Booting DHCP for the Big Cluster
To be the DHCP server, you must be on an x86 computer.
DHCP server, follow this sequence:
- Boot up to the BCCD splash screen
- Hit F3, then type framebuffer_mode_number startdhcp (framebuffer_mode_number just refers to what screen resolution to use; 4 is 1024x768.)
- Enter the password we decide on the day of the event.
- Follow directions for trivial-net-setup. Hit Enter to select the highlighted answer and the arrow keys to change the selection.
- Say NO when it asks if it should autoconfigure with DHCP and YES/OK for everything else.
- When it asks for IP addresses, configure as in the examples
. You can just type in the addresses they use in the dialogs, which are
- IP address 192.168.1.1
- netmastk 255.255.255.0
- router address 192.168.1.254
- DNS server 192.168.1.1
- When you get to the option of logging in:
- Login as root, using the password listed at the login prompt
- Change the password. If you are helping the owner, let the owner set the password.
- Copy the example code from wherever to ~bccd/src
- chmod -R bccd ~/src
- df to get a list of the mounted partitions
- umount partition for all of your local drive partitions, (e.g. umount /mnt/rw/discs/disc0/part3/home/fred) Macs don't seem to mount all your local drives.
- exit
- Sign in as bccd, with the password given earlier.
- Answer yes when it asks if you want to run a heartbeat.
Switch to LAM:
- edit ~/.bashrc
- edit the PATH line so that the line reads export PATH=/lam-mpi/bin:$PATH
- write file and quit
- source ~/.bashrc (or log out and log back in)
- For each node, rebuild the library cache:
- su - root (using the root password given)
- ldconfig -v | less
- exit (back to bccd)
- bccd-allowall (Answer yes.)
- bccd-snarfhosts
- recon -v ~/machines (It might take a few tries for this to work, not sure why.)
- lamboot -v ~/machines
You have the option of
Everybody needs to compile the target code.

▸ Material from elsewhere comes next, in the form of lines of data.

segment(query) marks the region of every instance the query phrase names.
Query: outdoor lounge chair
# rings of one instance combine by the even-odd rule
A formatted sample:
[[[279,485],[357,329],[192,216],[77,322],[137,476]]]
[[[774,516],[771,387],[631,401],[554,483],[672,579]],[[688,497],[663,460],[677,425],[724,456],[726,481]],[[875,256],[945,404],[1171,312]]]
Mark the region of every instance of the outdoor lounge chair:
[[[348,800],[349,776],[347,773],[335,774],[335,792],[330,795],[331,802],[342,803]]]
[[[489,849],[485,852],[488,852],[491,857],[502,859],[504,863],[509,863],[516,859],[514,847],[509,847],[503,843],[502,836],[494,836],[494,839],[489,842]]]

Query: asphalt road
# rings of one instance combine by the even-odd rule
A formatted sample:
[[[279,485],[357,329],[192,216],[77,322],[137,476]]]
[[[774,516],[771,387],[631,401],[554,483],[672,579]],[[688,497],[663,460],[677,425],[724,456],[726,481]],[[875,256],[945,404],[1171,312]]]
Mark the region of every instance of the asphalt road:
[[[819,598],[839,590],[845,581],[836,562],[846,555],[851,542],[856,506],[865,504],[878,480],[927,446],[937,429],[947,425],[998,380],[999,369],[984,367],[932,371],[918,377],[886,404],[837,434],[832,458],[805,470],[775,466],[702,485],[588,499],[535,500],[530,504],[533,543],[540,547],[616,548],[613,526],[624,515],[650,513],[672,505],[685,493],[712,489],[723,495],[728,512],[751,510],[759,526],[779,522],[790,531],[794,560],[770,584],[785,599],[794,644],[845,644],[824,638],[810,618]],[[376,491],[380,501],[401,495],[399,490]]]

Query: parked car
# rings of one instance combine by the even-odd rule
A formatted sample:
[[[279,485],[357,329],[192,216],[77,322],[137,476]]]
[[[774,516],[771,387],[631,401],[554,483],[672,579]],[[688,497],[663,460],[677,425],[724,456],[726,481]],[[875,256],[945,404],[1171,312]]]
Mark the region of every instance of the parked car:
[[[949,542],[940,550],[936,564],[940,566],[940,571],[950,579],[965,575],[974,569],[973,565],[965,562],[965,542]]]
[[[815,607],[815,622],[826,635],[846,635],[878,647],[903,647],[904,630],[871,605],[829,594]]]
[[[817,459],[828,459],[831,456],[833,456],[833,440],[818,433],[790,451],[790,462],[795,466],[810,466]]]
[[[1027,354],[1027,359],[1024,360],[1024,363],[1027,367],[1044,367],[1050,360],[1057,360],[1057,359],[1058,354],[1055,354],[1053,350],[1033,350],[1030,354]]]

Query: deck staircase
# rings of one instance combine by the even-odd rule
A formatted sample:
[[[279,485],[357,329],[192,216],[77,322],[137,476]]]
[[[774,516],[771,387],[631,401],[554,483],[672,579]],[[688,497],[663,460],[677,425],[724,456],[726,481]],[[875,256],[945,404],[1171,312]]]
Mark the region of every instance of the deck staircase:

- bccd-syncdir ~bccd/src ~/machines
- cp -r dirname/cs521.arch ~bccd/cs521 (where dirname is the tmp dir name and arch is either x86 or ppc, e.g. cp -r /tmp/6g2w98s/cs521.x86 ~bccd/cs521)
- cd ~bccd/cs521
- make
- run the program
As more machines come online, you might need to refresh your system state:
- bccd-allowall
- bccd-snarfhosts
- recon -v ~/machines
There is some order dependency that Ducky hasn't quite figured out yet; keep doing those and eventually it will all get settled out.